Lauren Markham

Just a Cupful

In a rare moment of quiet, Carmita settles into Dr. Malcom’s recliner. She should be sweeping up the crumbs from lunch and emptying the dishwasher, preparing Mrs. Malcom’s evening meds. Dr. Malcolm will be home soon, and he’ll have a few more things for Carmita to do before she and Manny can go home. But Manny and Mrs. Malcolm never sleep at the same time like this, and the quiet is palatial, only the sounds of the two invalids breathing and the wind’s bright whistles against the adobe. Carmita stares out the window to where the horses chomp the dry tufts of grass and imagines the wind on her like hands.

Wind like this is unusual for this time of year. It should be that May is when winter is long-gone but the heat hasn’t yet come, the month when Carmita wants to push open the windows to let fresh air roll through the shut-up house, over the sofa and Manny, into Mrs. Malcolm’s just-combed hair. But lately the wind is so bad it knocks stuff over, like the flowerpots in the Malcoms’ garden, so the windows stay closed. There is something a little sinister about the weather but Carmita won’t admit this to her mother, who’s full of ideas about the astrological significance of every little thing.

The Malcoms’ house looks over the low belt of escarpment into the shallow valley. Beyond it is the toothy grin of the mountains and the open mouth of New Mexican sky. The flowers chuckle up from the overturned pots, the cacti spout their funny little blooms. The Malcolms aren’t from here, but they call it home. The horses and the cacti and the monstrous blue is like a movie backdrop that the Malcolms pulled into their life and left there.

“Shoulda gotten rid of those horses,” Ray always says. It’s playing through her mind now like a mean jingle as she watches them in their dry pasture. Eight years ago, Dr. Malcolm bought a new horse for Mrs. Malcolm’s birthday, imported from another country. There are pictures of her laughing after she rips off her blindfold to find the horse tied in a silky bow. “She rode him and rode him,” Dr. Malcolm told Carmita, but not long after, it spooked at a rattler and dumped her on her head. Since then she’s brain damaged. Mrs. Malcolm’s body, unlike the horses’, Carmita’s, even Manny’s, is no longer hers.

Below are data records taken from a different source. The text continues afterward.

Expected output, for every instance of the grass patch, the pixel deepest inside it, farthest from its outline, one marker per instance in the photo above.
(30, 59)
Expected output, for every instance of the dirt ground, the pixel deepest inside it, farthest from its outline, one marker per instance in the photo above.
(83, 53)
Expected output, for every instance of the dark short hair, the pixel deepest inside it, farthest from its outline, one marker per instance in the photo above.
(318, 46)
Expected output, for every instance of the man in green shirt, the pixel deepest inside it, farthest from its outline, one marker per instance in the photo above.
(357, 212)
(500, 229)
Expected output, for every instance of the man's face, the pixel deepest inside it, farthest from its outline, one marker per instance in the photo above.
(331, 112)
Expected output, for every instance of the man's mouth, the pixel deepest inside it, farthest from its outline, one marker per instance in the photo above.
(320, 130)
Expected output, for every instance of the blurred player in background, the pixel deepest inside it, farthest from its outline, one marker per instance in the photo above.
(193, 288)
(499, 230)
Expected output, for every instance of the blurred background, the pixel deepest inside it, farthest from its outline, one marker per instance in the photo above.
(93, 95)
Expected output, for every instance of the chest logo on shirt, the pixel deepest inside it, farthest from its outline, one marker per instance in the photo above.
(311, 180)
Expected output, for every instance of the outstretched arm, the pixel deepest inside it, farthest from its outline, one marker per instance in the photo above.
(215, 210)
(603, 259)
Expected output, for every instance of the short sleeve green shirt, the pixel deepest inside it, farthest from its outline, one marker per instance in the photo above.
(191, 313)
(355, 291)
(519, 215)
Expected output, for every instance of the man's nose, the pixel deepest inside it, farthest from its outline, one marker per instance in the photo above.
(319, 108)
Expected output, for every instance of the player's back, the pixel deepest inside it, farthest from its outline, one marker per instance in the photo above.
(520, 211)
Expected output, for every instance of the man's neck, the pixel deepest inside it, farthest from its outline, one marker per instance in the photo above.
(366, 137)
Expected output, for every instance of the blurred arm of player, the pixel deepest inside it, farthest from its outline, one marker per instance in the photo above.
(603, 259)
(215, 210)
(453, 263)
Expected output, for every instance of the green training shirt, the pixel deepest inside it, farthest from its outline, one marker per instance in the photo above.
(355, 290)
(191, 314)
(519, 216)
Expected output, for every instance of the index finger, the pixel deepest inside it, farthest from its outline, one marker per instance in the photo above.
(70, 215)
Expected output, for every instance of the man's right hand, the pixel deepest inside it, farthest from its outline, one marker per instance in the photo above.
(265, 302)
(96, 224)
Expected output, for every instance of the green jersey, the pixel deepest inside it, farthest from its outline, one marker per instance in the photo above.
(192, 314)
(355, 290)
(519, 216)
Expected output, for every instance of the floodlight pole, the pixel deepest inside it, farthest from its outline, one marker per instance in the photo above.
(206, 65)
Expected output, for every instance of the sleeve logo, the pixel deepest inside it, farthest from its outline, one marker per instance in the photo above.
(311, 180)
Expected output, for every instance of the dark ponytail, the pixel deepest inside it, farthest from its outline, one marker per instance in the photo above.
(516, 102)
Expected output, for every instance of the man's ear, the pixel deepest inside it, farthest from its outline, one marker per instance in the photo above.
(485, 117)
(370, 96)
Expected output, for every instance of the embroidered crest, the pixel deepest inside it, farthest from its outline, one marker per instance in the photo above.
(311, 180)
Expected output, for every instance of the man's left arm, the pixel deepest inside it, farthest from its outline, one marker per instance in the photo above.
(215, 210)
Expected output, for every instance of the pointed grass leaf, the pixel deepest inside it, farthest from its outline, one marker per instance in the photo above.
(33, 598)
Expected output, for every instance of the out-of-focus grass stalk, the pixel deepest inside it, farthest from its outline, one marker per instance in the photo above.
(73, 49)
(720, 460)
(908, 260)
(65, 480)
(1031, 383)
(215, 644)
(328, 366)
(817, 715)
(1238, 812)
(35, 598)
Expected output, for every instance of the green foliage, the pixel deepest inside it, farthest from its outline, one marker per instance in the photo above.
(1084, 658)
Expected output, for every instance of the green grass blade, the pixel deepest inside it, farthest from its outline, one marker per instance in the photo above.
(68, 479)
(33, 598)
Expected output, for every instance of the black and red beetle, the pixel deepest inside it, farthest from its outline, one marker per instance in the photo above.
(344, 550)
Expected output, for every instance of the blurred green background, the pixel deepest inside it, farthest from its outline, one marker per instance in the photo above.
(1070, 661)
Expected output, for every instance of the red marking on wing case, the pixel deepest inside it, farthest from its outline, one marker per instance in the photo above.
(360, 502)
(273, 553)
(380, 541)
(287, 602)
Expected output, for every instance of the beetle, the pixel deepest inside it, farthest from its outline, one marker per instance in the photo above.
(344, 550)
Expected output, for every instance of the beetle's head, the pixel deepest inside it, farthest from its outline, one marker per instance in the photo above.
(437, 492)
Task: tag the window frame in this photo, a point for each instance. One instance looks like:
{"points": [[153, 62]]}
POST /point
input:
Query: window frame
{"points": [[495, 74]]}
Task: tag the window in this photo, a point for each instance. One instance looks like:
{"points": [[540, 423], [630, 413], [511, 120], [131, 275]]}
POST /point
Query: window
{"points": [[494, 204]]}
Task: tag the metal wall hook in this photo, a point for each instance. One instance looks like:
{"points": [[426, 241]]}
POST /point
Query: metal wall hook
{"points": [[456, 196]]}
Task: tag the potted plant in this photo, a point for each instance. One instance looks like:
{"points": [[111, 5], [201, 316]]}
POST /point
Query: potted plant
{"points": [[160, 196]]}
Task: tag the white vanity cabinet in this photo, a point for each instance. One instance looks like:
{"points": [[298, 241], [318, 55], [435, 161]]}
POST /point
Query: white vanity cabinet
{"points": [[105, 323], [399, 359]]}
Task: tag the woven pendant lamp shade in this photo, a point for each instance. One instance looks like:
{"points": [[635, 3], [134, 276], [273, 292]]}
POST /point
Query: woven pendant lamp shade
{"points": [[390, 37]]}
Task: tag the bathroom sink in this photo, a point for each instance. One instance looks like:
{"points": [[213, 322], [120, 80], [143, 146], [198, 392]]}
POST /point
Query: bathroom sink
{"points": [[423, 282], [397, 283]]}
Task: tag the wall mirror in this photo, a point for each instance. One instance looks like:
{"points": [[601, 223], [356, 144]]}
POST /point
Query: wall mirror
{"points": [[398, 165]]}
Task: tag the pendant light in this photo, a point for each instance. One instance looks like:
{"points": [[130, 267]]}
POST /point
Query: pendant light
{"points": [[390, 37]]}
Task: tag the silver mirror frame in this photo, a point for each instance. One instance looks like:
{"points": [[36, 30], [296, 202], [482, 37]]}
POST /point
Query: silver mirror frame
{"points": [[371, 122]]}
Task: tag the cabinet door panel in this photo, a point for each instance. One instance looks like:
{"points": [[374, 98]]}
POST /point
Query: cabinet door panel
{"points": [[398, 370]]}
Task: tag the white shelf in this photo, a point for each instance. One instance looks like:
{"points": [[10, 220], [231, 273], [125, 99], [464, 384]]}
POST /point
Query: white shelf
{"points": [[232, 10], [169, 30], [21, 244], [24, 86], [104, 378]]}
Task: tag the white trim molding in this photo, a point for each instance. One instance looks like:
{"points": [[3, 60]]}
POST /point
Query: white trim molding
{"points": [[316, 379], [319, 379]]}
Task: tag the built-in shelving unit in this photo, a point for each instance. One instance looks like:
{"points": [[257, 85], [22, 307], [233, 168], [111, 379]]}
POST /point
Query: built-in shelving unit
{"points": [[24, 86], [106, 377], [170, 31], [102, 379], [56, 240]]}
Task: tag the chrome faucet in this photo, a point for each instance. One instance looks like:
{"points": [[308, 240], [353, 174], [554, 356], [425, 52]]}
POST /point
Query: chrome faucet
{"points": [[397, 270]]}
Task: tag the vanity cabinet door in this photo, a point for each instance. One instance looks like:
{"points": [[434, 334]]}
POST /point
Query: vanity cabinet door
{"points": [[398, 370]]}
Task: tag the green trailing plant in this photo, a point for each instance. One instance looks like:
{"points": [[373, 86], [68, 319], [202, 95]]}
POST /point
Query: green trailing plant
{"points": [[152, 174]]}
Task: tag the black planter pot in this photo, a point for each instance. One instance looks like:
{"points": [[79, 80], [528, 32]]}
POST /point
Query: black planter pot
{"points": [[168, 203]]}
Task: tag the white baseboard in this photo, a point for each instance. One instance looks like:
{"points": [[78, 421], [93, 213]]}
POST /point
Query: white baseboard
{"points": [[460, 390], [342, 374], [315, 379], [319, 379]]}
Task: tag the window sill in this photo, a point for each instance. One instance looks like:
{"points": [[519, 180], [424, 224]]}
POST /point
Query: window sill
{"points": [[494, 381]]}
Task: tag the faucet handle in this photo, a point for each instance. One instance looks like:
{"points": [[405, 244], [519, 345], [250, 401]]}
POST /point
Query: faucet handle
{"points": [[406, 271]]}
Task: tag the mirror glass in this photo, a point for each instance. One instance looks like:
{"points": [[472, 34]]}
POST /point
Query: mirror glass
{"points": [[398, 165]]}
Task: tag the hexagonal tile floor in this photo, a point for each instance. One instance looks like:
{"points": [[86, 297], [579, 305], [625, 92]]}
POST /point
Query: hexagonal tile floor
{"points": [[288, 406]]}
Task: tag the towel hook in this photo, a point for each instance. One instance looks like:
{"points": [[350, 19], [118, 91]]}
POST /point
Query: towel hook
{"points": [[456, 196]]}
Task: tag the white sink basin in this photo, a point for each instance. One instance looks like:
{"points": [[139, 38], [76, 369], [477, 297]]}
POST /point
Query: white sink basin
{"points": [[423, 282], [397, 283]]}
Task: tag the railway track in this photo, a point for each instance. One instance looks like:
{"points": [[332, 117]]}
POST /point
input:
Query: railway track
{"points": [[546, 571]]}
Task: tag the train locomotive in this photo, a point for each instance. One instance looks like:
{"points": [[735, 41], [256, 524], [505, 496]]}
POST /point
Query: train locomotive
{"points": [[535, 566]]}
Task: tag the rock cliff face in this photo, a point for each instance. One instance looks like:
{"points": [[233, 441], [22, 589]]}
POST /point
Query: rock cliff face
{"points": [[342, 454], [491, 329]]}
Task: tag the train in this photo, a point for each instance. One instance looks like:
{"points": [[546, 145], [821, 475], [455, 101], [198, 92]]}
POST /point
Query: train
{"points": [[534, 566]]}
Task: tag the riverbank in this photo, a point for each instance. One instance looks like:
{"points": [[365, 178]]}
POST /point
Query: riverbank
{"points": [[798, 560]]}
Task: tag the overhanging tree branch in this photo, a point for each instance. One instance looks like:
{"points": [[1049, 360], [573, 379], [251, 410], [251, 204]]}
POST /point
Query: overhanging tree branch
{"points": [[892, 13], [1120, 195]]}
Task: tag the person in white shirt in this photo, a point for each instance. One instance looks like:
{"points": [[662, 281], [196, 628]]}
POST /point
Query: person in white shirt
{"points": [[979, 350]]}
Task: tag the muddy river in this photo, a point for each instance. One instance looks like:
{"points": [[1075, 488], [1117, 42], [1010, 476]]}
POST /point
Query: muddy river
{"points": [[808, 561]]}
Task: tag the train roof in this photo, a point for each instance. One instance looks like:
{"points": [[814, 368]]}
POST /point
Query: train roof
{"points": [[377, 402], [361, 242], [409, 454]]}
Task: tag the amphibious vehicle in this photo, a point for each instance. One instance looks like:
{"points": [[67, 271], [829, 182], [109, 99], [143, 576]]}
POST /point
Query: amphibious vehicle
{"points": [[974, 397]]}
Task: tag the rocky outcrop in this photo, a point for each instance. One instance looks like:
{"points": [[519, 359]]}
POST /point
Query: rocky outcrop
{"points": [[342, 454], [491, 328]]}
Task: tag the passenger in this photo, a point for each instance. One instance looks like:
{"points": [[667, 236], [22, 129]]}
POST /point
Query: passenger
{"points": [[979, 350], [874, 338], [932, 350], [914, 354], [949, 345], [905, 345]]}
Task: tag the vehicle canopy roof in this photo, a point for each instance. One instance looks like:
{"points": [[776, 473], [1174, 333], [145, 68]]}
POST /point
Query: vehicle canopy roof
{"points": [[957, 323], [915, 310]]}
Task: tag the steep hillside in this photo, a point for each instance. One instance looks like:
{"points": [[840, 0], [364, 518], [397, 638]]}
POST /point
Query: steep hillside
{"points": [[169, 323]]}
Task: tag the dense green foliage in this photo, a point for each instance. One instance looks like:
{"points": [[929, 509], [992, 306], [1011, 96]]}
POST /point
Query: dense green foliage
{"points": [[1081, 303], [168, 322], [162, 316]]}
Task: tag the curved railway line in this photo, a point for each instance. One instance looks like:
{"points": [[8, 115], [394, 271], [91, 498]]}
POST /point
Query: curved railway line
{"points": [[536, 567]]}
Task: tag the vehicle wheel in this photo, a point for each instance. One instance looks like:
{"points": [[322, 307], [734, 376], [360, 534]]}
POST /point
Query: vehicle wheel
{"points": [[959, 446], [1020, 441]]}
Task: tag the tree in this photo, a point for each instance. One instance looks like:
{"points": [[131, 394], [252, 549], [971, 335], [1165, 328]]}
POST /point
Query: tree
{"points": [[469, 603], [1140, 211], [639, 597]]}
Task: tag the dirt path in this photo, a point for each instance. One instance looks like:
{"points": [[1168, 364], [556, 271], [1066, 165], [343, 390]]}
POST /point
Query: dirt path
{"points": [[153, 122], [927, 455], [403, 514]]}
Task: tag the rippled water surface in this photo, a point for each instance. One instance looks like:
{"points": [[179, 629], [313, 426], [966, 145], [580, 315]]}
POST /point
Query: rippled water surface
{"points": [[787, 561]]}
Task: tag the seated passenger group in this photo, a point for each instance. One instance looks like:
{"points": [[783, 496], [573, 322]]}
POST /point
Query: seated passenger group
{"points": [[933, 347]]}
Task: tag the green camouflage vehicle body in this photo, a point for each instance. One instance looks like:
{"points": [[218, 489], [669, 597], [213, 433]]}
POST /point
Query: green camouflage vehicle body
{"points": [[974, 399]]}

Ray’s a little right, Carmita thinks: there is something sick about it, the way Mrs. Malcolm looks down all day on them running around or just standing there eating without needing any help, flicking their manes like quick little brags. He says, “If one did you like they did her, I’d shoot him and feed him to the dogs.” He likes to say rough-nice things like this then run his hands over Carmita’s tits and squeeze.

But Dr. Malcolm doesn’t shoot the horses, he just continues to train and run them as if, Carmita’s thought before, he can work them hard enough that everything flips backward in time.

“Riding was her big love,” he says, shaking his head. “It’s good for her to still have the horses nearby. Brings the life back to her.” Well, thinks Carmita. But it’s none of her business. She and Dr. Malcolm are a good team—staying out of each other’s way and feeling their own brand of badly for one another. No one wishes a retarded kid or a brain-damaged wife on someone else. Dr. Malcolm spends all day out seeing patients, making house calls, filling up his calendar with more things to do for tomorrow, and cutting Carmita her weekly check.

Manny wakes up and starts socking himself. He folds his fingers halfway down and pummels his cheek, his forehead. He does this every now and again. Doctors say it’s to experiment with his physical sensations. He whacks hard, then harder.

“Manito,” she says softly. “Don’t do that, baby.” She’s said it one hundred thousand times, just like that. Mrs. Malcolm doesn’t stir, only bobs a little as she breathes in and out while Carmita, break over, gets up to sweep the floor, rub down the counters, clank the dishes back where they belong.